薬師川はこれまで、多くはテンペラ絵具を用い、紙に絵具を置いてそれを二つ折りにして転写し、対称の図を創出するデカルコマニー技法をもって絵画制作に取り組んでいます。絵画に向かう薬師川の思考にはまず「あらゆるものから質量が失われつつあるこの世界」への危機感があると言い、そこから絵画を作家の「表現」とするのではなく、作家が絵画を「通して」思考し、そこにどのような質量(何か)を「託す」のかという自問を抱いています。作品《 絵画碑 》では、まず絵画に「時間を託す」として、かつて “何か” であったものの集積である「土」によるテンペラ絵具とデカルコマニー技法により、画面上に現在までの “歴史” という時間を堆積させ、絵画をまるで「時の碑」とするかのような取り組みを見せています。

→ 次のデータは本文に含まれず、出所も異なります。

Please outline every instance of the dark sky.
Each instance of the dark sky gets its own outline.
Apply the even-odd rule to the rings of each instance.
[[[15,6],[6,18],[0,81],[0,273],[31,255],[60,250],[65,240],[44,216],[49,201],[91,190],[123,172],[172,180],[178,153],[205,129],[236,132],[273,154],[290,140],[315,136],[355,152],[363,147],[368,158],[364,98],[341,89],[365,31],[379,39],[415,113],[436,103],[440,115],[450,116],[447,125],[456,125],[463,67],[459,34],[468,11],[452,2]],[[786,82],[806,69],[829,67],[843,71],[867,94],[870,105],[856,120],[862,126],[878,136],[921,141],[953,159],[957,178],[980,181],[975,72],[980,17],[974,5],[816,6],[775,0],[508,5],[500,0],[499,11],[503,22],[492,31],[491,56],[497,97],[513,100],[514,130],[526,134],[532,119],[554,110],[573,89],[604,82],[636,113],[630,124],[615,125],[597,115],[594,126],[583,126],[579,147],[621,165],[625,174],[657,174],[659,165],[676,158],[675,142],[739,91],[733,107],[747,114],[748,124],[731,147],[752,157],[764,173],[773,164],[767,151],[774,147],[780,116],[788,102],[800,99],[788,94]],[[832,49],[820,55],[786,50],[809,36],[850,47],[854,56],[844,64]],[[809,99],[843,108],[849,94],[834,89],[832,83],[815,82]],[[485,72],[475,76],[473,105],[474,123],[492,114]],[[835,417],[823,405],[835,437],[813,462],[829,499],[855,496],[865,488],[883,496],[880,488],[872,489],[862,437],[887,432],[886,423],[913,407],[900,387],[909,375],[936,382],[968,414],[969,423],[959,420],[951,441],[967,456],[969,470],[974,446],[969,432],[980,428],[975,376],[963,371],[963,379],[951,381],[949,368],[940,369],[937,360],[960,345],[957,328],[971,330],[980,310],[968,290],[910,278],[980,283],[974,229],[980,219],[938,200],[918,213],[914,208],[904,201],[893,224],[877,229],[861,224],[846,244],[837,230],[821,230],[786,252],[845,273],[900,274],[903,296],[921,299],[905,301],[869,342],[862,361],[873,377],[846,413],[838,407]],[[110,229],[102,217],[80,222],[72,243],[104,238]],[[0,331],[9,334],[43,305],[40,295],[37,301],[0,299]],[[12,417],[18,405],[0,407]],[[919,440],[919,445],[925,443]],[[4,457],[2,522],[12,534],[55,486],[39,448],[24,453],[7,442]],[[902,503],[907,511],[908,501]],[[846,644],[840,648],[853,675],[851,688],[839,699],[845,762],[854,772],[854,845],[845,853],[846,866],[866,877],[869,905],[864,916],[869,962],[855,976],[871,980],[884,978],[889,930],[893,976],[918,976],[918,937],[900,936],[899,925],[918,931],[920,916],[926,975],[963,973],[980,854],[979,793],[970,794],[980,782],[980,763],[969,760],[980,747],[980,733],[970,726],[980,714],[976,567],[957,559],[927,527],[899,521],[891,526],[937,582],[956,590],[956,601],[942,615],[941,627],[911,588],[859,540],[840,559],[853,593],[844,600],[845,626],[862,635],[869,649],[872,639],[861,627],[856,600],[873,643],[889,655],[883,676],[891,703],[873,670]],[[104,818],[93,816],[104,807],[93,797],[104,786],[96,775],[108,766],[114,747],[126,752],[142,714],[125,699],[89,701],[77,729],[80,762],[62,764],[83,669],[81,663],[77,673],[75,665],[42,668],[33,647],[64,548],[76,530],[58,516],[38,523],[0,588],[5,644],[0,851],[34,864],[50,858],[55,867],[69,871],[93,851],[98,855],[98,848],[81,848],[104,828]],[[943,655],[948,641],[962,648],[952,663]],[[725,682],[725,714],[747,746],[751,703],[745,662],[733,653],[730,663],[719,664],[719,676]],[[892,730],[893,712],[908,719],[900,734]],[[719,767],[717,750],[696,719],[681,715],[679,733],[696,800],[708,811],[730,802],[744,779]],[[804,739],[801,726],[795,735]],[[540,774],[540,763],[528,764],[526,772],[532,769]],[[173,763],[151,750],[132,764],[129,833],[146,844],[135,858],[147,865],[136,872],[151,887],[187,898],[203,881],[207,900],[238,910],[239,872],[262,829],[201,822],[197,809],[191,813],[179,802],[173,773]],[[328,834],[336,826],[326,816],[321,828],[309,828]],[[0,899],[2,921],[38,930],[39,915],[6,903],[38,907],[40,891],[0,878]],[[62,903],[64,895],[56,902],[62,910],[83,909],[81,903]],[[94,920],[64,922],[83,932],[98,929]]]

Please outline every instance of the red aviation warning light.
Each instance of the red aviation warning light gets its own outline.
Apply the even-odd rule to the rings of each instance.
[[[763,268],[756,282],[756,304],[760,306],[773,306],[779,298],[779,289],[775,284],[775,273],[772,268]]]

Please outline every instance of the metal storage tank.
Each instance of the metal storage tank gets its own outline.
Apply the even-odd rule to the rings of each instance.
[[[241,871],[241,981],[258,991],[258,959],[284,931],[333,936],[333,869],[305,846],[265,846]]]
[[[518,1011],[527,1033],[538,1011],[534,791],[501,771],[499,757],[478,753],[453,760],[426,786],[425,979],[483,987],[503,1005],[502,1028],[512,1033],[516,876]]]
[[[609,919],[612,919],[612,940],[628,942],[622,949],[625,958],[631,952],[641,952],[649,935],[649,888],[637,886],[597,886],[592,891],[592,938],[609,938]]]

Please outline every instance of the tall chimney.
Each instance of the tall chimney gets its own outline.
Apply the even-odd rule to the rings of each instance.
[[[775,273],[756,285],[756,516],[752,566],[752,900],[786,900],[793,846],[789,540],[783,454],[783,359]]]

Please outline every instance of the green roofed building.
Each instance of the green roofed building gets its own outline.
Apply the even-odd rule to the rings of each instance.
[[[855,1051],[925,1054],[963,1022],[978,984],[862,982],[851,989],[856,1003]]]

同時に「絵画とは絵具と絵具が引き合い、隣同士の色とが交わる連鎖により成り立っている。この意味において、絵画とは絵具と絵具の引力によって成り立っているといえるのではないだろうか。」とする視点から、「この質量ある物質にそなわる互いに求め合う引力を作品に託す。」と思考を進め、時間の集積である絵具の塊をデカルコマニーにより再び分つことで、互いに引き合う微かな「引力」を画面上に生じさせようと試みます。

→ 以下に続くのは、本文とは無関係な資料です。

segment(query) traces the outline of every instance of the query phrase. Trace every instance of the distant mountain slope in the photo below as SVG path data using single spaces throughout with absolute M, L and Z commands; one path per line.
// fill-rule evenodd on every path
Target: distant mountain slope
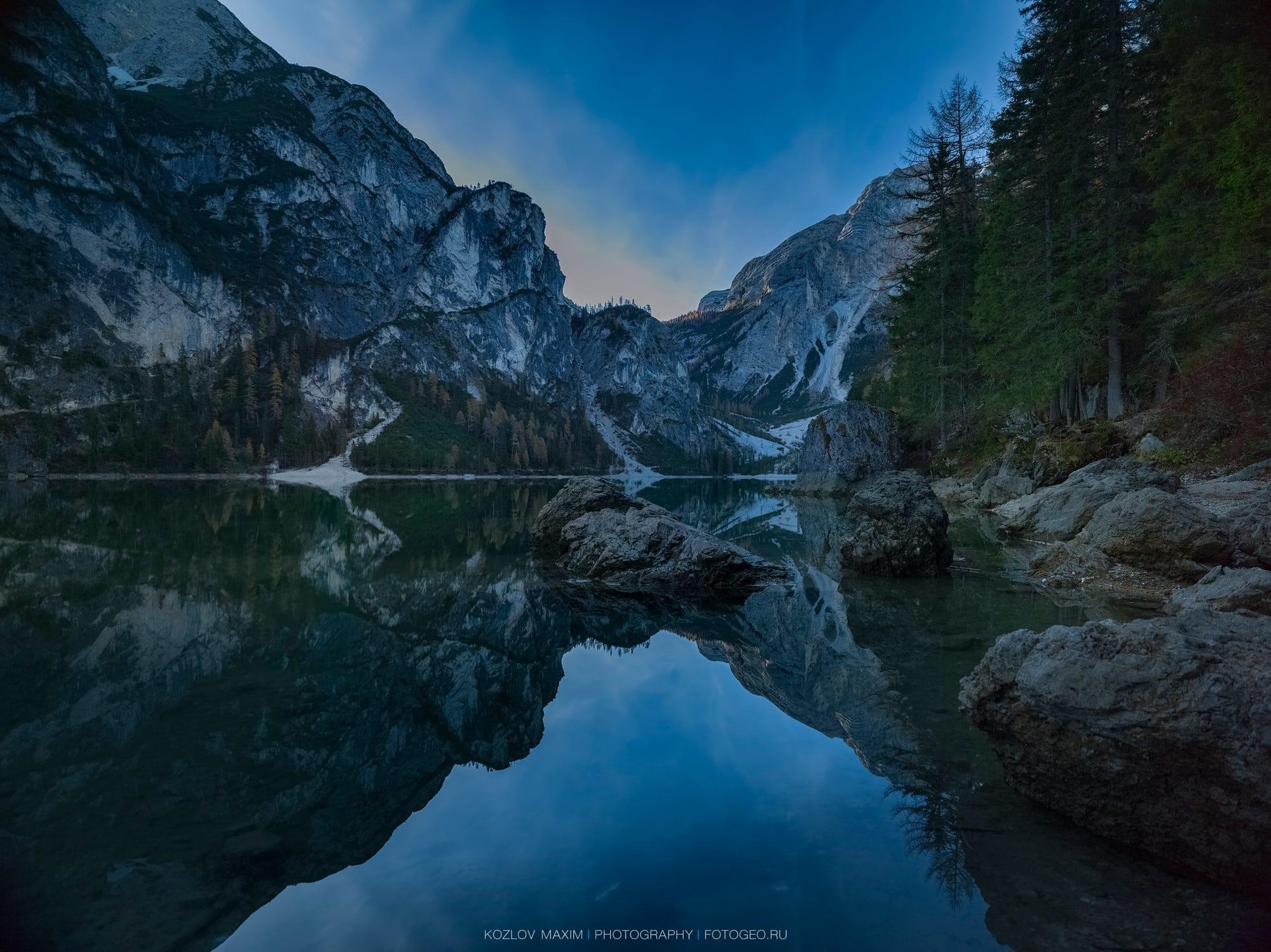
M 456 186 L 216 0 L 29 0 L 0 19 L 0 469 L 309 465 L 389 416 L 355 461 L 750 465 L 785 444 L 716 403 L 841 391 L 886 271 L 871 189 L 703 318 L 590 314 L 529 196 Z
M 896 222 L 900 170 L 876 178 L 831 215 L 750 261 L 727 291 L 671 322 L 712 398 L 763 418 L 846 397 L 848 380 L 885 346 L 886 278 L 905 253 Z
M 604 414 L 636 460 L 670 472 L 746 455 L 702 409 L 698 385 L 667 324 L 630 305 L 573 319 L 574 344 L 592 412 Z

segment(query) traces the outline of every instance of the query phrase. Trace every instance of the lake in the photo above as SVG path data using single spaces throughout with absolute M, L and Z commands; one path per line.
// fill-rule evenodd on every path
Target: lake
M 1004 632 L 1108 609 L 1014 581 L 982 516 L 949 578 L 843 582 L 833 503 L 663 480 L 642 494 L 794 582 L 632 605 L 535 573 L 559 486 L 0 486 L 0 944 L 1251 934 L 1238 899 L 1004 785 L 958 680 Z

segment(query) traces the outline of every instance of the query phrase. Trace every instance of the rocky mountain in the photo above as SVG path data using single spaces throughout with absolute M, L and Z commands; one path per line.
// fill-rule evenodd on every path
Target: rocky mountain
M 667 324 L 619 305 L 578 311 L 573 330 L 592 419 L 610 445 L 660 468 L 707 460 L 733 445 L 703 411 L 686 355 Z
M 308 465 L 384 419 L 358 465 L 777 456 L 718 404 L 841 399 L 882 339 L 886 184 L 691 319 L 592 313 L 529 196 L 456 184 L 216 0 L 32 0 L 0 20 L 0 431 L 27 472 Z
M 660 333 L 633 371 L 597 346 L 611 322 L 583 319 L 580 364 L 529 196 L 456 186 L 374 93 L 287 64 L 215 0 L 36 0 L 0 29 L 0 411 L 136 402 L 136 371 L 252 337 L 267 374 L 282 327 L 302 375 L 283 384 L 324 426 L 388 416 L 402 375 L 478 400 L 493 380 L 539 416 L 632 380 L 637 439 L 716 439 Z
M 793 417 L 843 400 L 853 374 L 886 346 L 887 276 L 905 253 L 896 222 L 901 170 L 754 258 L 672 328 L 695 355 L 694 379 L 758 417 Z
M 39 342 L 11 374 L 32 404 L 108 399 L 97 361 L 65 372 L 75 347 L 211 356 L 263 313 L 365 370 L 568 379 L 543 212 L 455 186 L 369 90 L 285 62 L 212 0 L 42 0 L 8 31 L 0 211 L 28 252 L 4 333 Z

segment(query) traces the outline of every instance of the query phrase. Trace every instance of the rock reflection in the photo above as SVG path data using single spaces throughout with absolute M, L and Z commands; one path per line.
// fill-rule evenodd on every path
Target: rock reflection
M 1248 928 L 1227 894 L 1003 784 L 958 679 L 998 633 L 1083 609 L 1005 581 L 984 526 L 957 536 L 981 572 L 845 587 L 833 503 L 656 484 L 791 582 L 636 601 L 536 577 L 529 526 L 554 488 L 4 487 L 0 916 L 58 948 L 210 948 L 287 885 L 374 855 L 455 765 L 526 756 L 569 648 L 667 629 L 850 745 L 998 941 L 1218 948 Z
M 746 488 L 728 505 L 758 508 Z M 787 558 L 796 591 L 756 594 L 724 620 L 690 613 L 662 627 L 726 661 L 791 717 L 841 737 L 886 778 L 901 830 L 948 901 L 979 891 L 995 938 L 1021 951 L 1244 948 L 1268 934 L 1265 913 L 1239 897 L 1127 855 L 1016 794 L 958 713 L 958 681 L 998 634 L 1079 624 L 1106 606 L 1055 604 L 1008 581 L 1012 553 L 975 516 L 951 525 L 967 571 L 840 583 L 836 503 L 796 497 L 788 506 L 793 517 L 747 524 L 745 544 Z M 700 498 L 680 512 L 721 521 Z
M 529 754 L 578 639 L 525 567 L 549 491 L 6 493 L 0 862 L 28 938 L 212 947 L 454 765 Z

本展『絵画へ捧げる引力』は、こうした薬師川の願いを込めた一連の作品《 絵具の引力 》を中心に構成しています。個々の作品上に見られる動きには、かつてひとつであった物質が引き合うベクトルを見ることができるとともに、ここに過去・現在・未来へとうつる時間を垣間見ることができます。また、そのシンメトリックなフォルムには、私たち「人」の面影、あるいは願い・祈る時に「合わせる手」にも似た姿をも垣間見ることができ、ここには物質世界と非物質的世界の狭間の様相を目にすることができるのではないでしょうか。